Martha C. Nussbaum Interviewed on Fear and Democracy

The Monarchy of Fear

3:AM:  You’ve written about the emotion of fear in US politics today. First can you sketch for us what you take this fear to be about, both on the left and the right?

Martha Nussbaum: On the right, fear is about the “American Dream,” the idea that your children will do better than you did. Lower middle-class income stagnation and the way that automation and technological change have changed the nature of employment — while college education is ever more costly — lead to a sense of helplessness in that group, manifest in declining health status. On the left, people had a sense that we were moving in the right direction under Obama, but were still very worried about economic inequality. Now, under Trump, people are much more worried about that, and worried anew about race and gender issues that seemed to be doing better before.

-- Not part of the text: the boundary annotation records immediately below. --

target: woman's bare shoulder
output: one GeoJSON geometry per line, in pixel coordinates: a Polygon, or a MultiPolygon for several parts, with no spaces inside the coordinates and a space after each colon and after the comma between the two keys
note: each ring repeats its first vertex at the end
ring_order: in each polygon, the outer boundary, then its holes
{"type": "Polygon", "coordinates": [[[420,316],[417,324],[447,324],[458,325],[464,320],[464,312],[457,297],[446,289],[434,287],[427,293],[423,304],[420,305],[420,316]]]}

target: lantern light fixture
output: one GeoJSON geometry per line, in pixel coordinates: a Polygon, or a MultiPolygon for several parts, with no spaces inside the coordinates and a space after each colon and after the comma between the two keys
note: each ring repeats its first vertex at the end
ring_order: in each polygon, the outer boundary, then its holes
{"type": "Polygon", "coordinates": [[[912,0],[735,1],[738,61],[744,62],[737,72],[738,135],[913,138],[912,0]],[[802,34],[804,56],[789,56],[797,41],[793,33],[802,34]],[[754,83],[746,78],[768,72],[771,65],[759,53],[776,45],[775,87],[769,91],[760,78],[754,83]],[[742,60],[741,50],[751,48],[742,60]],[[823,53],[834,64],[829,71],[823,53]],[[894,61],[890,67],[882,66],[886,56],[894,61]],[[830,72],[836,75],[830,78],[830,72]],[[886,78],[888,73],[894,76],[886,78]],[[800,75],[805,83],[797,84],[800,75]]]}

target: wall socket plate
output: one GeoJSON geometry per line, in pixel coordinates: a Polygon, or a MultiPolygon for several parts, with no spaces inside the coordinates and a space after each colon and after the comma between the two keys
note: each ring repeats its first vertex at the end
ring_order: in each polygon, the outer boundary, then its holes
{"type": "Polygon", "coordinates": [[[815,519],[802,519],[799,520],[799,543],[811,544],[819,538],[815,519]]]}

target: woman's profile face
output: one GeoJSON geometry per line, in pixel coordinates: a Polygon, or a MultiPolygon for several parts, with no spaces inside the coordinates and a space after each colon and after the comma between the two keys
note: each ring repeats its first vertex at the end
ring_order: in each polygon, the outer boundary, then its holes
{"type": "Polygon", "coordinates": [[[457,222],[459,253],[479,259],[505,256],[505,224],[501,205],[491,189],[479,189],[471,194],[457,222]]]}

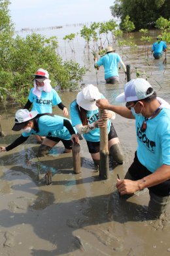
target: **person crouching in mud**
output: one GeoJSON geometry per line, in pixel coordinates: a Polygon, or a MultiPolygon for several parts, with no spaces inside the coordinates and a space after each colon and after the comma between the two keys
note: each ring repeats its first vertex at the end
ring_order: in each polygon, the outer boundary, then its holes
{"type": "Polygon", "coordinates": [[[70,106],[70,115],[73,125],[77,132],[83,135],[86,139],[89,152],[94,162],[95,168],[98,171],[100,163],[100,131],[105,122],[108,119],[107,132],[109,151],[114,161],[118,164],[122,164],[124,157],[120,141],[110,119],[115,118],[112,112],[105,111],[99,119],[99,109],[95,105],[95,100],[105,98],[99,91],[98,88],[93,85],[87,85],[76,96],[70,106]]]}
{"type": "Polygon", "coordinates": [[[78,142],[76,131],[73,127],[69,119],[48,113],[39,114],[36,110],[18,110],[12,130],[22,131],[23,133],[9,146],[1,146],[0,152],[11,150],[27,140],[31,135],[46,137],[39,148],[37,156],[45,156],[60,140],[65,146],[64,152],[66,153],[72,151],[74,140],[78,142]]]}

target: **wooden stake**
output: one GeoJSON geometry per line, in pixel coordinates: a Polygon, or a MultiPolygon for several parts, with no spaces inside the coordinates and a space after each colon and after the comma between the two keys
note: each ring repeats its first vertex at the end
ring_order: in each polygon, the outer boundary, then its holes
{"type": "Polygon", "coordinates": [[[127,82],[131,80],[131,66],[126,65],[127,82]]]}
{"type": "Polygon", "coordinates": [[[80,145],[76,142],[72,147],[72,154],[73,158],[73,171],[76,174],[81,173],[81,164],[80,164],[80,145]]]}
{"type": "MultiPolygon", "coordinates": [[[[104,110],[99,109],[99,117],[101,118],[102,112],[104,110]]],[[[100,167],[99,176],[103,180],[109,178],[109,150],[108,150],[108,134],[107,120],[105,121],[105,127],[100,128],[100,167]]]]}

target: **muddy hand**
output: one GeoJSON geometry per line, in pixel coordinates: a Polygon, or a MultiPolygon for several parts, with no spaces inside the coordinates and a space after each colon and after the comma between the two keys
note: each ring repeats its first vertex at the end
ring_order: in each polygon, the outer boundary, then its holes
{"type": "Polygon", "coordinates": [[[104,110],[102,112],[101,117],[103,120],[107,120],[110,118],[111,118],[112,116],[112,114],[109,112],[109,111],[104,110]]]}
{"type": "Polygon", "coordinates": [[[107,109],[108,106],[109,105],[109,101],[106,98],[101,98],[99,100],[96,100],[96,106],[98,108],[107,109]]]}
{"type": "Polygon", "coordinates": [[[65,116],[68,116],[69,115],[69,112],[68,112],[68,110],[67,110],[67,108],[64,108],[63,110],[63,114],[65,116]]]}
{"type": "Polygon", "coordinates": [[[71,137],[71,140],[73,143],[79,143],[78,137],[76,134],[73,134],[71,137]]]}
{"type": "Polygon", "coordinates": [[[99,119],[96,123],[97,123],[97,125],[96,125],[96,127],[97,127],[98,128],[103,128],[105,127],[105,121],[103,120],[103,119],[99,119]]]}
{"type": "Polygon", "coordinates": [[[117,179],[116,188],[121,195],[133,194],[139,190],[137,181],[117,179]]]}

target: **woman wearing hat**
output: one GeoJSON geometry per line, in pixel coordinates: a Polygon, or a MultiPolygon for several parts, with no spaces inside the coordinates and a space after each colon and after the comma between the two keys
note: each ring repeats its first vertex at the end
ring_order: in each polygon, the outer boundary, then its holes
{"type": "MultiPolygon", "coordinates": [[[[95,167],[99,165],[99,127],[103,127],[104,121],[99,119],[99,109],[95,105],[95,100],[104,98],[98,89],[93,85],[88,85],[78,93],[76,100],[70,106],[70,115],[72,125],[75,126],[77,132],[82,134],[86,139],[95,167]]],[[[112,158],[118,163],[123,163],[123,155],[120,150],[120,142],[116,131],[110,119],[115,118],[112,112],[106,112],[103,119],[108,119],[109,150],[112,158]]]]}
{"type": "Polygon", "coordinates": [[[167,45],[164,41],[162,41],[161,35],[158,35],[156,38],[156,42],[153,43],[152,47],[152,53],[156,60],[160,58],[162,56],[162,52],[166,52],[167,45]]]}
{"type": "Polygon", "coordinates": [[[0,147],[0,152],[11,150],[24,142],[31,135],[46,137],[39,148],[38,156],[46,155],[52,148],[52,142],[54,146],[61,140],[66,153],[71,152],[73,140],[78,142],[76,129],[69,119],[48,113],[39,114],[36,110],[30,112],[26,109],[18,110],[12,129],[22,131],[22,135],[10,145],[0,147]]]}
{"type": "Polygon", "coordinates": [[[96,57],[94,58],[95,68],[99,68],[103,65],[105,69],[106,83],[111,83],[112,85],[119,82],[118,64],[121,65],[126,73],[126,68],[122,58],[118,53],[114,52],[115,50],[110,46],[109,46],[106,49],[106,54],[98,61],[96,57]]]}
{"type": "MultiPolygon", "coordinates": [[[[63,110],[64,116],[69,113],[64,106],[58,93],[52,88],[49,74],[43,68],[37,71],[34,77],[34,88],[30,91],[28,100],[24,108],[29,110],[33,105],[32,110],[36,110],[39,114],[52,113],[52,106],[56,106],[63,110]]],[[[41,143],[43,138],[36,135],[38,142],[41,143]]]]}

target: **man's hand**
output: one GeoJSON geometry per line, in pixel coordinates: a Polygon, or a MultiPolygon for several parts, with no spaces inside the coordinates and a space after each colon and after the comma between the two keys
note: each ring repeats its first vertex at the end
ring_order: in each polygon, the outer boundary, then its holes
{"type": "Polygon", "coordinates": [[[0,147],[0,152],[4,152],[5,151],[7,151],[7,150],[6,150],[6,148],[5,146],[0,147]]]}
{"type": "Polygon", "coordinates": [[[133,194],[139,190],[139,183],[137,181],[120,180],[117,179],[116,188],[121,195],[126,194],[133,194]]]}
{"type": "Polygon", "coordinates": [[[71,140],[73,143],[79,143],[78,137],[76,134],[73,134],[71,137],[71,140]]]}
{"type": "Polygon", "coordinates": [[[64,116],[68,116],[69,115],[69,112],[68,112],[67,108],[66,107],[64,107],[64,108],[63,110],[63,114],[64,116]]]}
{"type": "Polygon", "coordinates": [[[101,98],[99,100],[96,100],[96,106],[97,106],[98,108],[103,108],[103,109],[108,109],[108,107],[109,106],[109,101],[106,98],[101,98]]]}

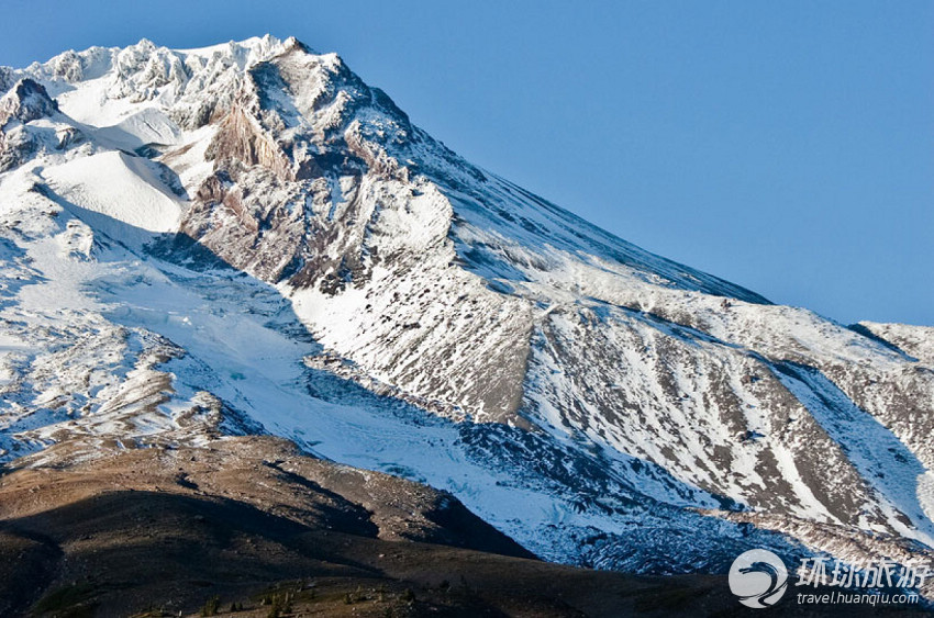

3:AM:  So why do you say that fear is particularly bad for democratic government rather than all forms of government? Is it because you see it as eroding trust, and democracies need trust more than other forms of government?

MN: Exactly. In an absolute monarchy, the monarch thrives on fear, and usually finds many ways to engineer fear. But in a democracy we need to look one another in the eye as equals and to work together for common goals. This requires trust, the willingness to be vulnerable to what other people do. If I’m always defending myself against you I do not trust you. Trust breeds deceit and defensiveness rather than common efforts to solve problems. So the infantile reflex of running for comfort to an all-powerful figure is a great danger to democracy, as is the flip side of that fear, also infantile, the need to control other people. Babies can’t work with other people, they can only enforce their will by yelling. That is why Freud referred to the infant as “His Majesty the Baby.” Not a good model for democratic citizenship.